Earlier this year. The technical evidence shows the malware bears similarities to attacks from a Chinese espionage group dubbed Mustang Panda. Check Point traced the infection back to a USB drive belonging to an employee at the European hospital. The same USB drive was previously taken to a conference in Asia. The employee shared his presentation with fellow attendees using his USB drive. Unfortunately one of his colleagues had an infected computer so his own.USB drive unknowingly became infected assaid. After returning to Europe the employee then slotted the USB drive into a hospital computer thereby spreading the USA Telegram Number Data infection to another continent. Check Point suspects the European health institution was merely collateral damage and not the intended target. Thats because group behind the malware Mustang Panda has historically targeted countries based in Southeast Asia.
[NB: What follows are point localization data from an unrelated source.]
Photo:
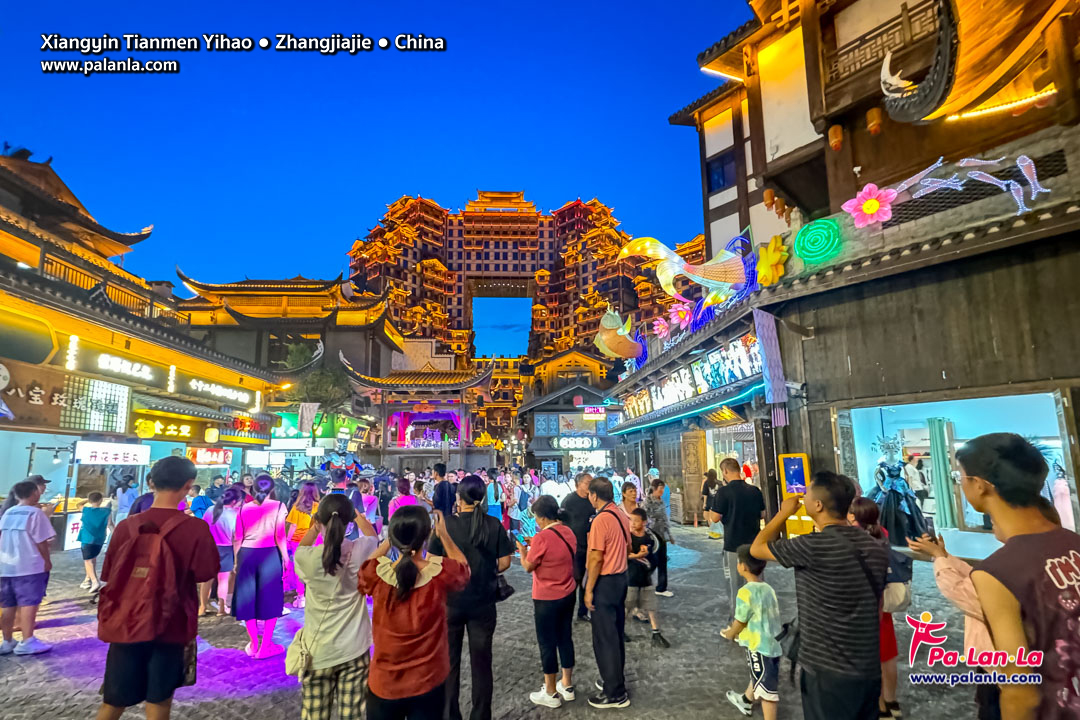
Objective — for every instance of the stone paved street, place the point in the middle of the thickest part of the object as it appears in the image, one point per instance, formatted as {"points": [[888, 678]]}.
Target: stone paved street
{"points": [[687, 681]]}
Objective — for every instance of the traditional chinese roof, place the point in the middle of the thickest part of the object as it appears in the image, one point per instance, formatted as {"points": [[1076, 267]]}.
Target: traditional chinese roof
{"points": [[422, 380], [76, 302], [740, 392], [572, 388], [729, 41], [67, 214], [298, 285], [578, 351], [686, 116], [143, 402], [984, 58], [500, 202], [282, 323]]}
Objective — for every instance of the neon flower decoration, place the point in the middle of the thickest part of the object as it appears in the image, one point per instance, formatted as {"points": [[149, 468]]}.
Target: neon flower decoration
{"points": [[680, 314], [871, 205], [771, 259], [819, 241]]}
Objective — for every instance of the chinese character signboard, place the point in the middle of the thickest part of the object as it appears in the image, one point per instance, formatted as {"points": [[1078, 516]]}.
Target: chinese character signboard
{"points": [[30, 395], [44, 397], [210, 457], [111, 453], [731, 363], [594, 411], [225, 394], [169, 429]]}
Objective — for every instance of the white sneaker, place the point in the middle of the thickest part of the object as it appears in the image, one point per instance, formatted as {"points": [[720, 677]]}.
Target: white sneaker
{"points": [[541, 697], [31, 647], [740, 702]]}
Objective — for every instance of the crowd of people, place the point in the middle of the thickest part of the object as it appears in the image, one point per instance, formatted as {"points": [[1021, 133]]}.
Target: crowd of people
{"points": [[394, 573]]}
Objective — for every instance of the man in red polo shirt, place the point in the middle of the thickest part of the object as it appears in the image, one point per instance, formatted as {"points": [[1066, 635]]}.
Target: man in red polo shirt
{"points": [[606, 592]]}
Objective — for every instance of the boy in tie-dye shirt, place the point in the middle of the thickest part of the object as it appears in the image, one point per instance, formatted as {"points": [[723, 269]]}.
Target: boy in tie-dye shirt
{"points": [[755, 628]]}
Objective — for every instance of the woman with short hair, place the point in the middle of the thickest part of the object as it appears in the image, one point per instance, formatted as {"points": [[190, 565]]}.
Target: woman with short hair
{"points": [[259, 543], [409, 665], [550, 558]]}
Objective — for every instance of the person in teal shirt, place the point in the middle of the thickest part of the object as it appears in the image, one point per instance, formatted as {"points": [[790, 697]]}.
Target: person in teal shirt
{"points": [[494, 499], [755, 627], [94, 527]]}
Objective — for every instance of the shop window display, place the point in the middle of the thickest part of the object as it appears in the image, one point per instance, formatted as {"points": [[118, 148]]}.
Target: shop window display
{"points": [[898, 448]]}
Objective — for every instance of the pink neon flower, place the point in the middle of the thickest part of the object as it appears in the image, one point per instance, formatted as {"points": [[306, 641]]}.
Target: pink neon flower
{"points": [[871, 205], [680, 314]]}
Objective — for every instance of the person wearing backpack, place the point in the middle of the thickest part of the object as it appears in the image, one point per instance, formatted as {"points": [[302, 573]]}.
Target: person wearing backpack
{"points": [[864, 514], [839, 578], [259, 543], [550, 557], [487, 548], [148, 611]]}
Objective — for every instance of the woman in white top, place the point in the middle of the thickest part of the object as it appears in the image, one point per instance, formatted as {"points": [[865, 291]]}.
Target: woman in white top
{"points": [[223, 526], [337, 632], [259, 543]]}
Check Point points out the incident provides an inthewild sighting of hacking tools that antivirus provider Avast described last December.

Areport about Mustang Panda. At the time Avast had uncovered an FTP server the Chinese hacking group was using to host its hacking tools which included a launcher written in Delphi to install malware on a USB drive. image of the malware hiding USB files Credit Check Point The malware works by hiding all the files in the USB drive. When a user accesses the drive on a computer theyll instead see an executable program that bears the USB drives name alongside a folder named Kaspersky a reference to the antivirus company. The Kaspersky name may fool users into thinking their USB drive has undergone some.